A Democratic Congress created the regulatory agency in 2010 following the financial crisis. In order to provide the bureau with the power to quickly punish big banks and other evil capitalists for supposed financial wrongdoing, Democrats freed it from traditional oversight. The result was an unaccountable bureaucracy led by an untouchable functionary who acted as judge, jury and executioner.
Mortgage lender PHH found out the hard way. After an administrative court ruling, the company faced a $6.4 million fine for alleged misdeeds. But bureau director Richard Cordray arbitrarily jacked that to $109 million, and the company sued.
In 2016, a unanimous three-judge panel of the D.C. Court of Appeals recognized the dangers inherent in such an arrangement, not the least of which is due process. The court found that a provision in the law essentially preventing the president or Congress from removing the director was an illegal deviation from the traditional setup for independent executive branch agencies. “The president alone is responsible for exercising executive power,” the court wrote.

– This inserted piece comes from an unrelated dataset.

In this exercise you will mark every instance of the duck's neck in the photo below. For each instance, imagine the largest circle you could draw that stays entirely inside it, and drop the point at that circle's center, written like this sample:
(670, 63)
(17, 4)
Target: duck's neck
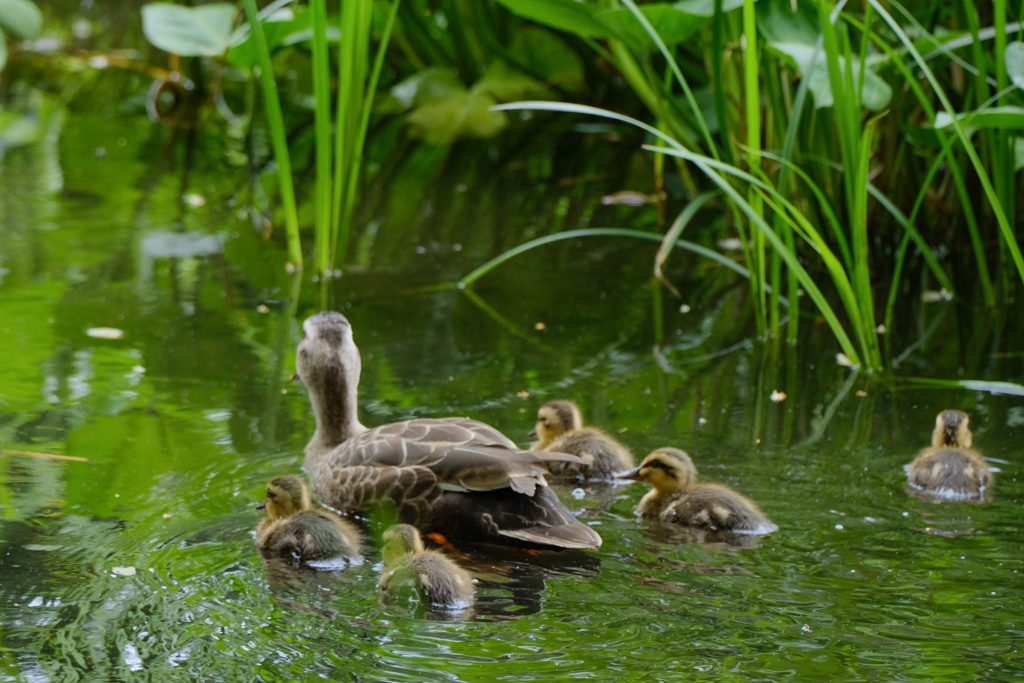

Ilya Shapiro, a constitutional expert with the Cato Institute, points out, “We’re only supposed to have three branches of government “So to have an agency that is not accountable to the president or to Congress violates the constitutional structure.”
The ruling is under appeal. In the meantime, President Donald Trump and congressional Republicans have long insisted that the bureau is a poster child for regulatory overreach and central planning, drowning the nation’s lenders in a sea of red tape. When Mr. Cordray announced his resignation earlier this month, the president seized the opportunity to name former GOP House member Mark Mulvaney as his replacement.
Mr. Cordray, though, is having none of it. On the way out the door, he named Leandra English his deputy director, claiming the law empowers him to choose his own successor. But the statute allows only for the deputy director to “serve as acting director in the absence or unavailability of the director.”
The conflict is no doubt headed for court. But it proves the point of the bureau’s critics. Where is the oversight if the president has little control over the leadership of an executive branch agency?
The Constitution is built upon a system of checks and balances designed to limit the potential abuse of power. A federal agency with unchecked authority under the leadership of a one-man regulatory czar operating with minimal oversight poses a number of troubling constitutional issues — and Mr. Cordray’s last-minute power grab proves it.